Time to create a new game
“You’re nobody here at $10 million.”
That’s one of the wealthy Silicon Valley executives talking to the New York Times for its series on the growing concentration of wealth in America. I know Silicon Valley well, having spent more than 20 years in high tech marketing and had a number of Silicon Valley companies as clients with my former firm here in Portland.
I enjoyed my years in high tech and, yes, I was able to make a good living. I left the industry a year ago, in part because of burnout and in part because I could no longer ignore the growing inequities in our world. It’s striking how warped the perspective of some wealthy individuals can become. How about these Times quotes from several rich technology types, for example:
• “People around here, if they have 2 or 3 million dollars, they don’t feel secure.”
• “We’re in such a rarefied environment, people here lose perspective on what the rest of the world looks like.”
• “I’d be rich in Kansas City. People would seek me out for boards. But here I’m a dime a dozen.”
• “We could move. But if you do that, then you’re admitting defeat. No one wants to go backwards.”
• “Here, the top 1 percent chases the top one-tenth of 1 percent, and the top one-tenth of 1 percent chases the top one-one-hundredth of 1 percent.”
It would be easy to dismiss these individuals as bad, selfish people. But that wasn’t my experience in working with folks like them. For the most part, these are extremely intelligent, extremely hard working people, devoted beyond any reasonable measure to their work and truly exhilarated by the technology their companies are producing. The thing is, high tech is unbelievably competitive and the drive to win is enormous. I learned years ago how the winners were determined: by their net worth. “Money is a way of keeping score,” I was told by a wealthy founder of the company I was working for.

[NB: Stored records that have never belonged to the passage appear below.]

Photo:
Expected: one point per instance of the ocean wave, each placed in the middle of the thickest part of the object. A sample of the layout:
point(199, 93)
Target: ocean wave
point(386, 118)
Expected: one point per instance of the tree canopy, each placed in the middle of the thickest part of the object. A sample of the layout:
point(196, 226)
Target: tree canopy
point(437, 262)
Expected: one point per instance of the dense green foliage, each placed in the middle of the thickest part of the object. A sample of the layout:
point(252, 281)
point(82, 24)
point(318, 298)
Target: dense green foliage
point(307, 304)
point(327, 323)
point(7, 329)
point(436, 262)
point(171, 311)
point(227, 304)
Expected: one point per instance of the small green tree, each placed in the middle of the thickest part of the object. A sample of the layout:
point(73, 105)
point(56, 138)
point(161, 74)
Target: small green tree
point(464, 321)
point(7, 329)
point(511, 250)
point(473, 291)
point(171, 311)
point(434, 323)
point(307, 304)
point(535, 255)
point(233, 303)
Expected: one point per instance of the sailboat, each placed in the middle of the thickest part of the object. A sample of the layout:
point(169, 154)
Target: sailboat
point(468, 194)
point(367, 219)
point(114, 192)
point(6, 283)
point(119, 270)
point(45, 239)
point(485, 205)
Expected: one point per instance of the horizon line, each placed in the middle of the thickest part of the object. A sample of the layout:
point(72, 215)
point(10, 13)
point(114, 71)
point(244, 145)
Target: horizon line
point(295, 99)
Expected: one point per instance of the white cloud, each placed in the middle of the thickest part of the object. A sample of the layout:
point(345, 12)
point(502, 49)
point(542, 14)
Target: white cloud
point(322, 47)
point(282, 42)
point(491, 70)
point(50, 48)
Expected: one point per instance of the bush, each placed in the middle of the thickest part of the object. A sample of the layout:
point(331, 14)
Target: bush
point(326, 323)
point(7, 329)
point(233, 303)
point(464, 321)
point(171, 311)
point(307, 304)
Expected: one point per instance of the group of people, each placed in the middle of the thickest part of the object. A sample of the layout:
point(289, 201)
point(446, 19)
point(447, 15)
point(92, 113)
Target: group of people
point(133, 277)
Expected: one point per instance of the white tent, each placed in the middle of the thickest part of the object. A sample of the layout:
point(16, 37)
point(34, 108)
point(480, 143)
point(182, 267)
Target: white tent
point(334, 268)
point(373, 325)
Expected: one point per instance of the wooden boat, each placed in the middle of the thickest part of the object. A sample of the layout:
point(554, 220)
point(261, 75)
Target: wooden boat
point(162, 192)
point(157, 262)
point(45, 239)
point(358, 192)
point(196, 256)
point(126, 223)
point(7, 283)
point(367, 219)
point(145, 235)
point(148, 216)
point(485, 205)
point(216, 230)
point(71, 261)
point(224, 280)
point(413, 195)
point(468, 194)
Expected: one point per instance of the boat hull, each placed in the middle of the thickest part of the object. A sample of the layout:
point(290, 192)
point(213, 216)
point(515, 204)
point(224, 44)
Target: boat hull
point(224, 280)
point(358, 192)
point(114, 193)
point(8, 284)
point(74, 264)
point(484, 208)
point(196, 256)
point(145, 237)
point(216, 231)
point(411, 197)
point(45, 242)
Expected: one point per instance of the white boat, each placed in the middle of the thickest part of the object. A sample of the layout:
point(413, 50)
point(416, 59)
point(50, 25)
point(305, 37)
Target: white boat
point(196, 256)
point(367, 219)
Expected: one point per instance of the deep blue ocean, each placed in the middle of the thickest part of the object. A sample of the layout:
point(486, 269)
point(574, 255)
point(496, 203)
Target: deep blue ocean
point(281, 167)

By that measure there really is only one winner in high tech. His name is Bill Gates, the richest human on earth. If the winner is the one with the most money, then every other tech millionaire, even billionaire, is a nobody, and there will never come a time when those in pursuit have “enough.”
Unless they stop playing the game. And that’s really what it will take to alter the dynamics that concentrate more wealth into fewer hands. The haves must start conceiving and playing a different game. One where the goal is to produce the greatest number of winners. Imagine all the wealth, intelligence and ambition of Silicon Valley’s technology elites in service to the have-nots of the world. Now that would be a game I’d pay plenty to watch. I’d even play along.